Un pays « ininvestissable »
Pour être viable, l’argent du pétrole devra d’abord financer l’État vénézuélien, ses services et sa stabilité. Là encore, le gain américain se dilue. Les majors, elles, raisonnent en termes de risques et de calendriers. Quelle entreprise acceptera d’investir sur quinze ou vingt ans dans un pays où le pouvoir actuel pourrait être renversé demain, pacifiquement ou par la force ?
Donald Trump demande aux compagnies de mobiliser jusqu’à 100 milliards de dollars alors même que son mandat est entamé, que les élections de mi‑mandat approchent et que rien ne garantit qu’un successeur poursuivra la même ligne. Ce type d’incertitude est rédhibitoire pour des conseils d’administration obsédés par la visibilité.
Les dirigeants pétroliers ont certes promis au président, lors de leur réunion du 9 janvier, d’« étudier sérieusement » le dossier.
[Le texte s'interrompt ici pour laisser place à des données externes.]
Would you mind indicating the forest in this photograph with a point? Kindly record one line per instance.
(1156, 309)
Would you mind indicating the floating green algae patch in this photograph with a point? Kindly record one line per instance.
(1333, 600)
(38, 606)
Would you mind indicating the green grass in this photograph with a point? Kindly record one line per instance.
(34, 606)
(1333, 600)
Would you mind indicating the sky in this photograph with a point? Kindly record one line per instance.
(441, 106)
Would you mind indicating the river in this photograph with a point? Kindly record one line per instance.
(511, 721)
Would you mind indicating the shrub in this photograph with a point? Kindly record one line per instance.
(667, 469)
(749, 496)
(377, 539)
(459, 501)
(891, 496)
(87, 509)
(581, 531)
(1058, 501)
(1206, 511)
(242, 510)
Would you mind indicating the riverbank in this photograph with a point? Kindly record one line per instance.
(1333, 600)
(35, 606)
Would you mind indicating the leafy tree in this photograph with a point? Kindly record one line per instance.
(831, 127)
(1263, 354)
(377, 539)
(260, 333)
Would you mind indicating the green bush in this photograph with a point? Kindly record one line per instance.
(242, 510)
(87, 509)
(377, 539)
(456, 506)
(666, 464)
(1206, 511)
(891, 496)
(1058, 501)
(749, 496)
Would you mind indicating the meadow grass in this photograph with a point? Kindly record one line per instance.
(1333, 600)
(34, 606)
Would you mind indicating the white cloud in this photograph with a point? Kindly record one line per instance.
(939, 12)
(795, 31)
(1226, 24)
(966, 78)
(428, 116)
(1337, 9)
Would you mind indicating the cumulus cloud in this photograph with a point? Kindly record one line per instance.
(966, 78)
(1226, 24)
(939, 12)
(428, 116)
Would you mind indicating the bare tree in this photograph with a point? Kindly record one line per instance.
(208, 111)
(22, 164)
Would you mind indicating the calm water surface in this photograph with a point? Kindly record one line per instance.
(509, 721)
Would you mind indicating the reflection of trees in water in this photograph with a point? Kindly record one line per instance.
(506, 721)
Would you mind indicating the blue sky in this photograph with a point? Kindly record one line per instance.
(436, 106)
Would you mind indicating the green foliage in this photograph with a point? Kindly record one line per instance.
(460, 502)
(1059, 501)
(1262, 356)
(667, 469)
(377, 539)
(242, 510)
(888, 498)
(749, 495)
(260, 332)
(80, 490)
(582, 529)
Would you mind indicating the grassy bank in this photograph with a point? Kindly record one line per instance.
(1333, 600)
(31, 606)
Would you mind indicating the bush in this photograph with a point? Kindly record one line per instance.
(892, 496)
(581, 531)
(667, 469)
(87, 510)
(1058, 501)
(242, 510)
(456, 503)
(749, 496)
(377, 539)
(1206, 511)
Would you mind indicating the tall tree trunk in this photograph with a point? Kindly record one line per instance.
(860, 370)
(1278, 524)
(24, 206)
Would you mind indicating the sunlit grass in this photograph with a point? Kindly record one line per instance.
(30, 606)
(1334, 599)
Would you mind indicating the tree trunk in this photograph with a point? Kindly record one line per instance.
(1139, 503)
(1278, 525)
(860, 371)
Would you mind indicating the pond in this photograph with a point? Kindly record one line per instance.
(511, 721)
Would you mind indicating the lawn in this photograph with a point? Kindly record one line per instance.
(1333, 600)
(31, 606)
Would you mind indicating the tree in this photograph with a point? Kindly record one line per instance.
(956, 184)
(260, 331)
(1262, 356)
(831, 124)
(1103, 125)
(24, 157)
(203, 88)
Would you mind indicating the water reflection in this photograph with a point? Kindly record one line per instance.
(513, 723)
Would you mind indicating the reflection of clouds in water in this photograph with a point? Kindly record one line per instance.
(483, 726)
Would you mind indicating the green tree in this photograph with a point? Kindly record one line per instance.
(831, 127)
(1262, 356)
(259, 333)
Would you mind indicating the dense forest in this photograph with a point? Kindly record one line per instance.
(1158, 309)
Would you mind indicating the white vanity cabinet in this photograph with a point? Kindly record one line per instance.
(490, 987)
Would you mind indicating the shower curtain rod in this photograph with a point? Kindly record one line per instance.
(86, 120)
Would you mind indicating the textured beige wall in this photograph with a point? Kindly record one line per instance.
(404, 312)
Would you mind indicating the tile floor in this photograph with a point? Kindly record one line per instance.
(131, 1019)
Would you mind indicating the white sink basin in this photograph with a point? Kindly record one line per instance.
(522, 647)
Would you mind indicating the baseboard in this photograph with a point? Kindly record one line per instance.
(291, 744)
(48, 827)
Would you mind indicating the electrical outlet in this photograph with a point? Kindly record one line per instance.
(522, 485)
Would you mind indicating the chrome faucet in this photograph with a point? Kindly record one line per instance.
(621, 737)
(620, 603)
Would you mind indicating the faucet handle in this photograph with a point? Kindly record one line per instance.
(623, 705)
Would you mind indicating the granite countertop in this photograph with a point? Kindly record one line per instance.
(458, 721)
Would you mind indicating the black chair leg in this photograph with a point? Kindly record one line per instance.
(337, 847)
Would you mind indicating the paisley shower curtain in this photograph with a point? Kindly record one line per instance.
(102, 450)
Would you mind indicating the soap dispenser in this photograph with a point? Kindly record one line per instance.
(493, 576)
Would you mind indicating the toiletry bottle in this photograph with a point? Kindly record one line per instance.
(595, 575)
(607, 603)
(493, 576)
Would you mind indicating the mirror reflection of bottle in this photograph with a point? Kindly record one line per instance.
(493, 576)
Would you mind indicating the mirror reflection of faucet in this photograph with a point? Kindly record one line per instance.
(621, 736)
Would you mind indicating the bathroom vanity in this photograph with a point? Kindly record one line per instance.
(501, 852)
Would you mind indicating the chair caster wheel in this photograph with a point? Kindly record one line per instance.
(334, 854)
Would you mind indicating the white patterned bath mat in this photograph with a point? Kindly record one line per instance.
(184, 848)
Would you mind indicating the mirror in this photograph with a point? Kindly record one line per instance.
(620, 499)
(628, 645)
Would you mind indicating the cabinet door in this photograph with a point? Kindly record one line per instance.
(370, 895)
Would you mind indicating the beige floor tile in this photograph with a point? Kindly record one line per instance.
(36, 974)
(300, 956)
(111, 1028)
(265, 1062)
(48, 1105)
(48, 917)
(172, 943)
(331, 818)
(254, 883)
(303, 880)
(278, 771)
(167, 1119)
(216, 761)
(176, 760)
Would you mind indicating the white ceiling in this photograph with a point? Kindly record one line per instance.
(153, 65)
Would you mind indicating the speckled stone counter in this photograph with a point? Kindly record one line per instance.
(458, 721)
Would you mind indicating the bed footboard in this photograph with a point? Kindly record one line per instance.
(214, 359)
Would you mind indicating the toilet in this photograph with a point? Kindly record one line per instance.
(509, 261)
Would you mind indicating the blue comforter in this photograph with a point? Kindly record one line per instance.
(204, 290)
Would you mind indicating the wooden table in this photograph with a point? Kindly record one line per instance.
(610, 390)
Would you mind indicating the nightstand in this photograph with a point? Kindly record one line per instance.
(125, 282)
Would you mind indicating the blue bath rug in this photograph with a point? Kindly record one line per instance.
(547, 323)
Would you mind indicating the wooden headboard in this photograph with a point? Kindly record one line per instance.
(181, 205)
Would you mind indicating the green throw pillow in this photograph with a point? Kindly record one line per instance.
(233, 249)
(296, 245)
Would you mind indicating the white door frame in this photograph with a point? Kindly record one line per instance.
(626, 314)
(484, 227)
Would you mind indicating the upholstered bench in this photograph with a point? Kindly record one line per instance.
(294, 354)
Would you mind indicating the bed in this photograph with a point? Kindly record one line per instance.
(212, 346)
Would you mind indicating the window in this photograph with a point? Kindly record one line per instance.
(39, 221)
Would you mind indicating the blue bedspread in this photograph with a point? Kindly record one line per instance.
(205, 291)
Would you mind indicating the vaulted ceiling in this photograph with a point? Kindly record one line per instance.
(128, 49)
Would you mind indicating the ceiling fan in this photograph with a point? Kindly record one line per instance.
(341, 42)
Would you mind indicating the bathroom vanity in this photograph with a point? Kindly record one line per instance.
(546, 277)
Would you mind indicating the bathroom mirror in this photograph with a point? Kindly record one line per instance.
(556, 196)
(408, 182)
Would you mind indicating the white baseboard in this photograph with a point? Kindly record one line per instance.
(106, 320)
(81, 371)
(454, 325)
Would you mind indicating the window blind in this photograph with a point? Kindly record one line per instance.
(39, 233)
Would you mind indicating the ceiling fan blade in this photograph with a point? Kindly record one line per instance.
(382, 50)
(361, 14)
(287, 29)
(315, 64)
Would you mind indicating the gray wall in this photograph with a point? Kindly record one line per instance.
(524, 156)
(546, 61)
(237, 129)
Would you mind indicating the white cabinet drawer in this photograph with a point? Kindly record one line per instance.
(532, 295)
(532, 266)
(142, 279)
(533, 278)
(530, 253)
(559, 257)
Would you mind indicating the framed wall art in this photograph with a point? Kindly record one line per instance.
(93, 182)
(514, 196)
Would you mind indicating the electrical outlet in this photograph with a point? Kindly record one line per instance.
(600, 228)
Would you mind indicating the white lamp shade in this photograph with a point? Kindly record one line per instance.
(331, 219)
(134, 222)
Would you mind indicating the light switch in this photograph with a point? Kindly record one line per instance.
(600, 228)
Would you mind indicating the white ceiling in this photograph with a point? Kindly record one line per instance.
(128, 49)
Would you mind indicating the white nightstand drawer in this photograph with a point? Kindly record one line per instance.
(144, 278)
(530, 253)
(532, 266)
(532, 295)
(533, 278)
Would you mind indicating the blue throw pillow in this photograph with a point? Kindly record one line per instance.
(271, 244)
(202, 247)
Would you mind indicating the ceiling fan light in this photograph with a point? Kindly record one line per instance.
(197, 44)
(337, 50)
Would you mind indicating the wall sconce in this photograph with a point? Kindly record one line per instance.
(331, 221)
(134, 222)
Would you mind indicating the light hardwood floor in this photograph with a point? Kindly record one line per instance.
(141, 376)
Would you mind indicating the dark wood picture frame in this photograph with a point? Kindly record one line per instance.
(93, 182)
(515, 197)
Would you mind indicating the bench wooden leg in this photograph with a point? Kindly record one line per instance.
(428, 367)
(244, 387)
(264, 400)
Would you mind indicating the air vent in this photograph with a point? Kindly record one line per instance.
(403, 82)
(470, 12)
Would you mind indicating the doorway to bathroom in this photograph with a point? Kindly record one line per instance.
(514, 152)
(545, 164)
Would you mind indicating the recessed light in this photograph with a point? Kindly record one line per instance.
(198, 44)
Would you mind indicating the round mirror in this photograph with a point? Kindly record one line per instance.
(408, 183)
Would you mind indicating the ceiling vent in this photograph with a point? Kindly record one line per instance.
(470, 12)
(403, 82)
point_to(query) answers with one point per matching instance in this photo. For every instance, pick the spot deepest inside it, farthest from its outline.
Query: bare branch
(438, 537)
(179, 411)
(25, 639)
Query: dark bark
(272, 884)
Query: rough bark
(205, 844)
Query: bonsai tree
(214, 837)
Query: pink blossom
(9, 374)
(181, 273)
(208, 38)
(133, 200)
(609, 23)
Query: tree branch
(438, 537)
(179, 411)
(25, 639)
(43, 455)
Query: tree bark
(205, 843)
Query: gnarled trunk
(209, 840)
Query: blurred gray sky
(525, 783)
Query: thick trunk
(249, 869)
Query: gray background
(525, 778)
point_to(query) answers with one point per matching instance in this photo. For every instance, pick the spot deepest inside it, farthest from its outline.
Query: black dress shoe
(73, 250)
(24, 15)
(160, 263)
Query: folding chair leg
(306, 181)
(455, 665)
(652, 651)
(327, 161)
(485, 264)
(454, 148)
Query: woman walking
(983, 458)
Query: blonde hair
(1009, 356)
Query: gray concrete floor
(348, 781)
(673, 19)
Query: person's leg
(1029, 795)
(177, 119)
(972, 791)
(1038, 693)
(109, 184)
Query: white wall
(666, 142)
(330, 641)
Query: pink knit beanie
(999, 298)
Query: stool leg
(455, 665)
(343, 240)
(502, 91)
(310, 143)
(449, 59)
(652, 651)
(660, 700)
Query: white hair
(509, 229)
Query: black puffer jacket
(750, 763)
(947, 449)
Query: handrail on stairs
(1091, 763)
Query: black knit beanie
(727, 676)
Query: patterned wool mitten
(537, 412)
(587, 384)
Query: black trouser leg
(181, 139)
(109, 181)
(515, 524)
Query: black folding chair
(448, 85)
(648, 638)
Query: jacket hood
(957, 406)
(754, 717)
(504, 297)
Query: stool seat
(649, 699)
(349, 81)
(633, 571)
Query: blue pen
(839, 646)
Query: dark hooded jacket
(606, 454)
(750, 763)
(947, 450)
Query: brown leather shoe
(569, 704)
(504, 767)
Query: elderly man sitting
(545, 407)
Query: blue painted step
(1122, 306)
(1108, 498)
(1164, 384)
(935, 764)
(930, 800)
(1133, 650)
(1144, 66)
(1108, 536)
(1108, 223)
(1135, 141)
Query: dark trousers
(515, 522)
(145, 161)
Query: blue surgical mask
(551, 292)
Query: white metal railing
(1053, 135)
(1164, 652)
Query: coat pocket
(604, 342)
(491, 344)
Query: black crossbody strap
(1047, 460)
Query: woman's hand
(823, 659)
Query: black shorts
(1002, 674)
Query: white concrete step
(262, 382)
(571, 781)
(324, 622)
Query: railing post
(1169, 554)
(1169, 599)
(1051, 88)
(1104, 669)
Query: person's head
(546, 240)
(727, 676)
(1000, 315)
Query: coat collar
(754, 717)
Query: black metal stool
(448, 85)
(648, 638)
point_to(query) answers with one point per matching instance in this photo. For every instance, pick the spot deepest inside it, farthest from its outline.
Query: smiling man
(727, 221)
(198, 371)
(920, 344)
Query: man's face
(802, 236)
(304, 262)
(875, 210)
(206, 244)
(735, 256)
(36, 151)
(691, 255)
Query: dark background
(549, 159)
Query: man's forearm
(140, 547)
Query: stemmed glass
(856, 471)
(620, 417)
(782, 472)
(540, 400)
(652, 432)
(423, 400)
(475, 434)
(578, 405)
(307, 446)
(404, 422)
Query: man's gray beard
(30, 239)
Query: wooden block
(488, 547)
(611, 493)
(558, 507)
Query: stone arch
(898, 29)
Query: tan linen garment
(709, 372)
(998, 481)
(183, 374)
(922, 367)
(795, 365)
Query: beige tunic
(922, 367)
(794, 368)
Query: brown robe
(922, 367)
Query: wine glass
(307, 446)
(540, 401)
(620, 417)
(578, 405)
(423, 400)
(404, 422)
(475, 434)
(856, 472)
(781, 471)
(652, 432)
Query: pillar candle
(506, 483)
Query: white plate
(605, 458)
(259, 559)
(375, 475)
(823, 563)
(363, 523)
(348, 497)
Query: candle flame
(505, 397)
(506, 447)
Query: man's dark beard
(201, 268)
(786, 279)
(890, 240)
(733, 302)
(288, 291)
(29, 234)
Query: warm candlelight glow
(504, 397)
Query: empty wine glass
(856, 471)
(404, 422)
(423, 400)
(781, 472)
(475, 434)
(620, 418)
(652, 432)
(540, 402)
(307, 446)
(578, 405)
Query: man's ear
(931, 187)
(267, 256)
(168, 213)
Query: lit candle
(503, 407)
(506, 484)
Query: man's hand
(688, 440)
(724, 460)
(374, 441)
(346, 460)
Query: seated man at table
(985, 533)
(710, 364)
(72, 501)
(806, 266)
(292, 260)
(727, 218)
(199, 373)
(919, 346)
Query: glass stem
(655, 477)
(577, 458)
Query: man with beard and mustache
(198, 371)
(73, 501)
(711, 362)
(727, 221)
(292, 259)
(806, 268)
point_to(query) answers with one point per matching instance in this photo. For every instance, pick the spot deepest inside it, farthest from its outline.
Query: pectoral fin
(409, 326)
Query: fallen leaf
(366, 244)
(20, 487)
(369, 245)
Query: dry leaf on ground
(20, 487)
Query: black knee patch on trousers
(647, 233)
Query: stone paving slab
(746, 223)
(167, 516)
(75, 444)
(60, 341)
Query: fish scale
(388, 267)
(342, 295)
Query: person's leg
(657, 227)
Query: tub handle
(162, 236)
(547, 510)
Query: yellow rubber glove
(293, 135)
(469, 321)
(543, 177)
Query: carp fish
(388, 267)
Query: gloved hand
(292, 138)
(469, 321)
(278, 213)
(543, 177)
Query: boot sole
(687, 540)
Mais ils savent aussi que l’opposition vénézuélienne en exil pourrait tenter un retour, que le cadre juridique des concessions pourrait être remis en cause, et que l’histoire récente du pays est une succession d’expropriations sans compensation.
Darren Woods, le patron d’Exxon, a trouvé le mot qui résume cette inquiétude : le Venezuela est aujourd’hui « ininvestissable. » Ainsi, après avoir monté un coup de force spectaculaire, quitte à bousculer le droit international, Donald Trump se heurte à une réalité moins docile que ses slogans. Le pétrole vénézuélien existe, mais il est cher, politiquement toxique et économiquement ambigu.